No problem man. That's what these forums are for right?


----------



## Entropy (Mar 9, 2008)

this is true....


----------



## fishininov (Jan 20, 2005)

Entropy said:


> anyone willing to share some flounder techniques?


yea man, just use a fish-finder with about a foot of 40lb and a 2/0 hook ,...your weight size will vary depending on conditions and rod size. Be sure to use cut strips or, if possible, live bait


----------



## Entropy (Mar 9, 2008)

this is a fish finder rig correct?
http://www.hatterasoutfitters.com/fulldrumrig.htm

personally, i dont know how to tie all these knots. my attempt at the bimini twist ended patheticly. so ive always used a carolina rig. honestly the polymer knot and lately the snell are all i use. id like to get this set up on my surf rod though, is there anyone in/near norfolk willing to teach me a thing or three about knots?

but will these knots fit through my guides? its a 7'10" (small, i know, but i love the damn thing) and the smallest guide is .15" or 5/32 of an inch.... will i have a problem with a big knot like the bimini twist and the rest of the shock leader going through my guides? honestly its a big cat/musky rod... but i couldnt pass up the deal. it has the same feel as my bass fishing rods and has a nice fast acting tip.
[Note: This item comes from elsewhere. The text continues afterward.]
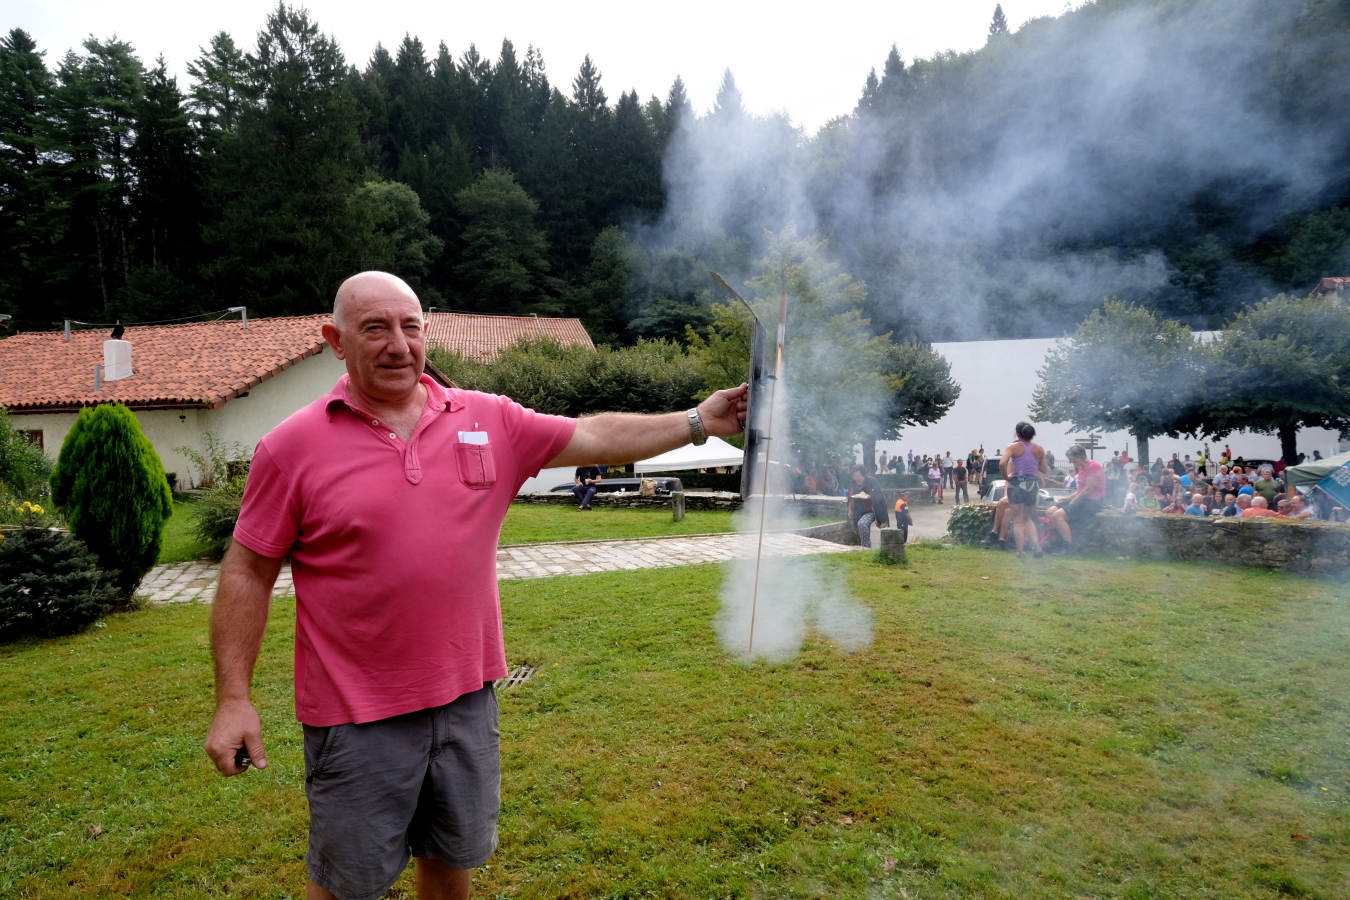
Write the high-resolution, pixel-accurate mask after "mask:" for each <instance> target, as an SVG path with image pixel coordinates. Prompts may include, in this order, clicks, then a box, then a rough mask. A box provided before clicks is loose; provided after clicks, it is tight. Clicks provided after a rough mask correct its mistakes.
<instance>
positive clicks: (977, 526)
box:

(i dont find a need for casting 200 yards from the shore. so ill sacrifice distance for feel )


----------



## Rockstar (Jun 23, 2004)

I think he's reffering to the rig I posted, which is also a fish finder rig... that there that you have posted is a drum rig. make sure you put beads on both sides of the anchor... it will keep the sinker from rubbing at your not, and keep the lead from beatin' up the tip if you crank up to far... also makes for a teaser I suppose.


----------



## Entropy (Mar 9, 2008)

ah, k.

ive used a carolina rig since i can remember. cant beat simplicity. i was just wondering what the advantage of the shock leader and all the extra knots was...


----------



## Sharkbait23602 (Nov 23, 2006)

*flounder techniques*

it depends on where you are fishing for them. at seagull, you can use a bottom rig with a 3oz weight hooked with 2 minners. while that is sitting and waiting, cast and drag along the bottom a carolina rig, 3oz egg weight connected to swivel, then 24" leader with hook. good baits are minnow+squid strip, or any strip of cut bait, spot and bluefish work good, but so do croaker and mullet. make sure you check your pole with the bottom rig every few minutes because you might miss the flounder bite and they don't run much....also if at seagull, dont drag your carolina rig too close to the fence, you'll get hung up.

good luck, hope this helps


----------



## sudshunter (Jan 20, 2008)

Entropy said:


> this is a fish finder rig correct?
> http://www.hatterasoutfitters.com/fulldrumrig.htm
> 
> personally, i dont know how to tie all these knots. my attempt at the bimini twist ended patheticly. so ive always used a carolina rig. honestly the polymer knot and lately the snell are all i use. id like to get this set up on my surf rod though, is there anyone in/near norfolk willing to teach me a thing or three about knots?
> ...


you can google fishing knots and they have sites that show you step by step(animated) how to tie them all.:fishing::beer: may the fish be with you!!!


----------



## kerby808 (Oct 9, 2005)

Heading out there Sunday gonna do some Toggin and Flounder fishing. You gonna be out there Butch? I gotta get a line wet before the baby comes. Bobby


----------



## butch (Jun 9, 2002)

depends on the weather. its not looking very good right now. If i find a nice weekend day i'll be there.


----------



## rattler (Jul 3, 2004)

if they are getting croakers at seagull I like to put one out dead stick hooked through the nose on a 5/0 circle...I don't even bother with minnows anymore...


----------